29 classification with CART

29.1 a jungle party

Imagine you’re throwing a party in the jungle. You know you have three types of guests—koalas, foxes, and bonobos—but you don’t know who is who. To make sure you serve the right food, you need to automatically figure out which animal is which. Koalas only eat eucalyptus leaves, foxes prefer meat, and bonobos love fruit, so it’s important to get it right!

To solve this problem, you’ll use a decision tree. You’ve gathered some data on your past animal guests, and for each one, you have their height and weight, as well as their species (their label). Your goal is to build a system that can learn from this historical data to correctly classify a new, unlabeled animal based on its height and weight alone.

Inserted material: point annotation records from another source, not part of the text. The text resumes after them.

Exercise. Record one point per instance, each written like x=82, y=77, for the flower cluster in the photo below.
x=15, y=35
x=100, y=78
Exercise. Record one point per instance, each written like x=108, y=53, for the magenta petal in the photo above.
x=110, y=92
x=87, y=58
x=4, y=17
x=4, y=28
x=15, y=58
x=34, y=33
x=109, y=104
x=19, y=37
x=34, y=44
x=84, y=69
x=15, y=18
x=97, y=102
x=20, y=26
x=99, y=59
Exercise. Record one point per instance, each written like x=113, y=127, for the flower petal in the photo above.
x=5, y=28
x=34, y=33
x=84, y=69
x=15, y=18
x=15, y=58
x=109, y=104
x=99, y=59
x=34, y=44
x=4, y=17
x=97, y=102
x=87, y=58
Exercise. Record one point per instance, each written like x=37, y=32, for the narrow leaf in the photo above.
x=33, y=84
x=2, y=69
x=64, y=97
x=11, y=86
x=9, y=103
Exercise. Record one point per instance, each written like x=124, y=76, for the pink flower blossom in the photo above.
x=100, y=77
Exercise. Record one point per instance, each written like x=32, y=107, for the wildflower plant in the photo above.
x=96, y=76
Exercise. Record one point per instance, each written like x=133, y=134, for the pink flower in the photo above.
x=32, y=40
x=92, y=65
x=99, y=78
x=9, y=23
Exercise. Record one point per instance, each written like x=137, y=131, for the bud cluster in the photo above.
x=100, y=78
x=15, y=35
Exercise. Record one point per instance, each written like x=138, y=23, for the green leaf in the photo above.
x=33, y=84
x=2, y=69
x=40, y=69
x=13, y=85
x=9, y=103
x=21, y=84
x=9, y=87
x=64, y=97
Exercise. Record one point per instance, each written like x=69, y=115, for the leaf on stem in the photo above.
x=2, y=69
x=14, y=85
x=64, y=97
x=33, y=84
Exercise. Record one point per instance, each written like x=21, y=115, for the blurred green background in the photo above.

The data is structured as:

Features: height and weight, continuous, numerical features.
Categories (Classes): Koala, Fox, Bonobo

import libraries

import numpy as np
import matplotlib.pyplot as plt
import matplotlib.gridspec as gridspec
from sklearn.datasets import load_iris
from sklearn.tree import DecisionTreeClassifier, plot_tree

load iris dataset and prepare data

iris = load_iris()
X = iris.data[:, [0, 1]]
y = iris.target

plot

fig, ax = plt.subplots(figsize=(6, 6))
markers = ['o', 's', '+']
colors = ['black', 'None', 'tab:red']
iris.target_names = ['koala', 'fox', 'bonobo']
iris.feature_names = ['height', 'weight', 'age']
for i, marker in enumerate(markers):
    ax.scatter(X[y == i, 0], X[y == i, 1], 
               c=colors[i], 
               edgecolor='k', s=30, marker=marker, label=iris.target_names[i])
ax.legend()
ax.set_xlabel(iris.feature_names[0])
ax.set_ylabel(iris.feature_names[1])

/var/folders/cn/m58l7p_j6j10_4c43j4pd8gw0000gq/T/ipykernel_5801/3638754974.py:8: UserWarning: You passed a edgecolor/edgecolors ('k') for an unfilled marker ('+').  Matplotlib is ignoring the edgecolor in favor of the facecolor.  This behavior may change in the future.
  ax.scatter(X[y == i, 0], X[y == i, 1],

Text(0, 0.5, 'weight')

We will use the CART (Classification and Regression Trees) algorithm to build a decision tree. There are many other methods, but CART is one of the most popular, it’s important to know it well.

29.2 the split

We will cut the data into two parts along one of the features. We will try all possible cut thresholds for each of the features and see which one gives us the best split. Ideally, we want to end up with two groups, “left” and “right”, that are as “pure” as possible, meaning that each group contains animals of only one species. It might not be possible to get perfect homogeneity, so we will need to quantify how good a split is. We will use two different metrics to evaluate the quality of a split:

Information Gain (based on Entropy): This measures how much uncertainty in the data is reduced after the split. A higher information gain means a better split. IG(T, X) = \underbrace{H(T)}_{\text{original entropy}} - \underbrace{\frac{N_\text{left}}{N} H(T_\text{left})}_{\text{left group}} - \underbrace{\frac{N_\text{right}}{N} H(T_\text{right})}_{\text{right group}} where T_\text{left} and T_\text{right} are the subsets after the split, and N denotes the total number of samples in a (sub) dataset.
Gini Impurity: This measure is often explained as the impurity of a split. A better point of view is to interpret is as the probability of misclassification. If we picked an element at random from the dataset, what is the probability that we would misclassify it if we labeled it according to the distribution of classes in the dataset? The probabiility of picking an element of class i is P_i, and we would misclassify it with probability 1 - P_i. So the total probability of misclassification is P_i(1 - P_i). If we sum this over all classes, we get the Gini Impurity: G(T) = \sum_{i=1}^{C} P_i (1 - P_i) = 1 - \sum_{i=1}^{C} P_i^2

Now let’s take our dataset and try to find the best split using both metrics.

29.2.1 entropy

We will start with the entropy metric.

define useful functions

def calculate_gini(y_subset):
    """Calculates the Gini Impurity for a given subset of class labels."""
    # If the subset is empty, there's no impurity.
    if len(y_subset) == 0:
        return 0.0
    
    # Get the counts of each unique class in the subset.
    unique_classes, counts = np.unique(y_subset, return_counts=True)
    
    # Calculate the probability of each class.
    probabilities = counts / len(y_subset)
    
    # Gini Impurity formula: 1 - sum(p^2) for each class
    return 1.0 - np.sum(probabilities**2)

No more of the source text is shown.